Apr 22, 2011 09:00 GMT  ·  By

Amazon's cloud troubles continue as the outage has been ongoing for more than 24 hours now. Yesterday, a number of large sites using Amazon's Web Services were down or affected by problems at one of Amazon's data centers. Some of the issues have been resolved and some of the sites have found alternative solutions, but the problem hasn't been fixed entirely.

The issues first arose at about 1:41 AM Pacific Daylight Time, according to Amazon's own status dashboard.

Now, 24 hours later, the outage continues as the latest update, from 10:58 PM PDT, indicates that the team is still working towards a resolution.

"The team continues to be all-hands on deck trying to add capacity to the affected Availability Zone to re-mirror stuck volumes. It's taking us longer than we anticipated to add capacity to this fleet," the most recent update reads.

Several hours after the outage started, Amazon provided an explanation for the issues.

"A networking event early this morning triggered a large amount of re-mirroring of EBS volumes in US-EAST-1. This re-mirroring created a shortage of capacity in one of the US-EAST-1 Availability Zones, which impacted new EBS volume creation as well as the pace with which we could re-mirror and recover affected EBS volumes," Amazon explained.

"Additionally, one of our internal control planes for EBS has become inundated such that it's difficult to create new EBS volumes and EBS backed instances," it added.

One of the solutions was to add more capacity to speed up the re-mirroring process and the move worked to a degree.
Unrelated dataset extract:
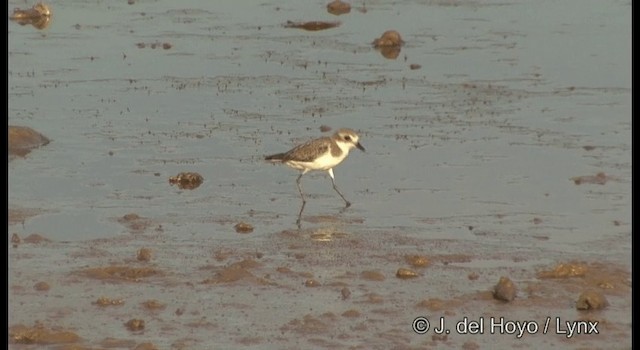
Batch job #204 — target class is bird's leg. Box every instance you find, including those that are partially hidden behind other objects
[296,172,307,228]
[328,169,351,208]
Later in the day Amazon announced that it has managed to restore full service in all Availability Zones except one.

This was at 1:48 PM PDT, since then Amazon has been working on getting this last Availability Zone working, without much success.

Amazon suggests that users affected move to other Availability Zones. With EC2 instances, they can simply relaunch them, so long as they don't select a specific Availability Zone. For most users, this means that they can at least get their sites and apps back and running again, though some functionality may still be affected.

Those using EBS volumes have it harder though, they still aren't able to access their data, however, they can recover if they have snapshots of their storage devices by creating new EBS volumes in a different Availability Zone.